Another argument for the ban is the alleged spread of misinformation on TikTok. Because of the platform's powerful content recommendation algorithm, there is potential for TikTok to recommend content to users that advances its own ideals, something American critics say has been a growing problem of late believe that TikTok has “fueled the spread of anti-Semitism and promoted pro-Palestinian content to American users” in light of the Israeli-Palestinian conflict.

However, this is not a reason to ban free expression. It is protected by the First Amendment and the Supreme Court has confirmed The government cannot ban foreign propaganda. Misinformation is also a problem that occurs across all platforms, not just TikTok – social media sites like Instagram and X face the same problem. TikTok, like most other social media platforms, has tried to combat this problem Use of Content Guidelines Filter out misinformation. While it can't filter out everything, TikTok shouldn't be blamed for this problem if it's not one they're facing individually.

The negative consequences of the ban also extend beyond the loss of a platform for social good and expression. Many successful creators will lose their careers, especially small creators – students, small businesses, housewives and others – whose platform is primarily based on TikTok and who rely on it to make a living. What is crucial is 40% of Generation Z Americans have a side hustle and TikTok generates, on average, 64% higher revenue than other platforms and supports millions of businesses and creators. The ban also has the unintended effect of strengthening industrial tech giants' monopolies on social media platforms and limiting citizens' choices.

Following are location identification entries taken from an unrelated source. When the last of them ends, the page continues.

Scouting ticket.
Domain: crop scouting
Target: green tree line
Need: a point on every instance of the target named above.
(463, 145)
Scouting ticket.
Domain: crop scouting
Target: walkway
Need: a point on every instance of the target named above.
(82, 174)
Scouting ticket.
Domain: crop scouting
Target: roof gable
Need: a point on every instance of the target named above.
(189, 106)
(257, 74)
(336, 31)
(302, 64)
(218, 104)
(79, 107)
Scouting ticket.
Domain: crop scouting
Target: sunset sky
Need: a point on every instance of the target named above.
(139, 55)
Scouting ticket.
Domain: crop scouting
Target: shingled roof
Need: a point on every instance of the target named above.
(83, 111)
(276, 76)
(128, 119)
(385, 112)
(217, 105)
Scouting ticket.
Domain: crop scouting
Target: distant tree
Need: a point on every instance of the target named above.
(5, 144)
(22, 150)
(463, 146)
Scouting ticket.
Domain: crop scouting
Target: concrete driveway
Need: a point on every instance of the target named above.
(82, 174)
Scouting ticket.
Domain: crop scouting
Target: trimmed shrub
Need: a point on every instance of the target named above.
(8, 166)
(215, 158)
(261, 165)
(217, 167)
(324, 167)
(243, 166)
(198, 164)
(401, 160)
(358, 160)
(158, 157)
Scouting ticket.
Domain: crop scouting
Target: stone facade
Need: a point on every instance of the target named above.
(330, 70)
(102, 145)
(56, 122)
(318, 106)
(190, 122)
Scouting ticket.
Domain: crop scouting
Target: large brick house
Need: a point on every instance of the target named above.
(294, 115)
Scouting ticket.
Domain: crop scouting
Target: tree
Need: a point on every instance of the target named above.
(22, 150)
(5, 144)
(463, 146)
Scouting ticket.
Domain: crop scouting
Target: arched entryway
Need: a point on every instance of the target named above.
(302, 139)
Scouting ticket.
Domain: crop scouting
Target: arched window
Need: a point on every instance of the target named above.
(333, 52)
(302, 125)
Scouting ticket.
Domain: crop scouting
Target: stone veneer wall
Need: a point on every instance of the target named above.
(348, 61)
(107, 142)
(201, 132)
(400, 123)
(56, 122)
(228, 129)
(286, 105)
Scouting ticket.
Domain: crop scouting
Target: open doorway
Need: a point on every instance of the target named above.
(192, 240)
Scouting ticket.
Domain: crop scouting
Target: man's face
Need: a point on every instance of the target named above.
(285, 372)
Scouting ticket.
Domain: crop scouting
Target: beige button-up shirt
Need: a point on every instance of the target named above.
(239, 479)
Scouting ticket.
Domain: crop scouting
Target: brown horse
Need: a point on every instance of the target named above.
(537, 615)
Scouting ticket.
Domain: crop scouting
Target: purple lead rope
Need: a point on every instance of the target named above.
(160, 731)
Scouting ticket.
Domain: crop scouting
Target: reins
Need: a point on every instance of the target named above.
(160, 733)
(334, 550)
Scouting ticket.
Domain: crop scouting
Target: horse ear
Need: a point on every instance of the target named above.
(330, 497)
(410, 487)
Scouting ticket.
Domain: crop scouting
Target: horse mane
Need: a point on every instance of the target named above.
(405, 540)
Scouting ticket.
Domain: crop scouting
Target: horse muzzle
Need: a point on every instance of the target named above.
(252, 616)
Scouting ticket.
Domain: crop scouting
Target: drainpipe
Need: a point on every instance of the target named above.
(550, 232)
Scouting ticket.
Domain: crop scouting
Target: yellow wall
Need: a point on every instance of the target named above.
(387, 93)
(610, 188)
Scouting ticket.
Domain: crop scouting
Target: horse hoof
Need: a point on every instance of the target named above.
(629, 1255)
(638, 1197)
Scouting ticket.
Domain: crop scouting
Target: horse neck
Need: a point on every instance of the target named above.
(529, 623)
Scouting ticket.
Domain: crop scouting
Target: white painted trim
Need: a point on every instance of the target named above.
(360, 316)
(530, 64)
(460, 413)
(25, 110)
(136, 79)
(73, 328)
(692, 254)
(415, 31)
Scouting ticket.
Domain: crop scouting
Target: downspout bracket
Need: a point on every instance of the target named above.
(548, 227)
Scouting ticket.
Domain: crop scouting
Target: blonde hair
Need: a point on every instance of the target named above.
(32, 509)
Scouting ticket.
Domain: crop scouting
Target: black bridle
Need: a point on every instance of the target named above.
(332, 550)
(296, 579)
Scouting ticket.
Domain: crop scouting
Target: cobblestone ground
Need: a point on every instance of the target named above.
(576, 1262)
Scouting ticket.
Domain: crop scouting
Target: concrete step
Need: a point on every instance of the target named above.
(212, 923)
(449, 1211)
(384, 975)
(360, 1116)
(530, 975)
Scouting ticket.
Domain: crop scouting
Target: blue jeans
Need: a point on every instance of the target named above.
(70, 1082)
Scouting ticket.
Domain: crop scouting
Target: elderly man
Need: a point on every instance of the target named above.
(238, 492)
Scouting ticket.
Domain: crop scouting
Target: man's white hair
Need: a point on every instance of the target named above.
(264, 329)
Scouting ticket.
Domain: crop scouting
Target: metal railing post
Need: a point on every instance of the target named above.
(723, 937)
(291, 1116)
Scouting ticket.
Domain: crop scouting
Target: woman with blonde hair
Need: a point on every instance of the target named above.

Of course, data security concerns are very real – breaches are common and have the potential to expose the personal information of millions of users. But this issue doesn't just affect TikTok's data, and targeting TikTok solely for this issue means the ban is more for political theater than anything else. We need to hold Facebook, X, Reddit and other platforms accountable for the same thing. The ban also has much broader implications than just being a political tool – the negative impact on social activism, expression and the ability to generate revenue makes it clear that eliminating TikTok will do more harm than good.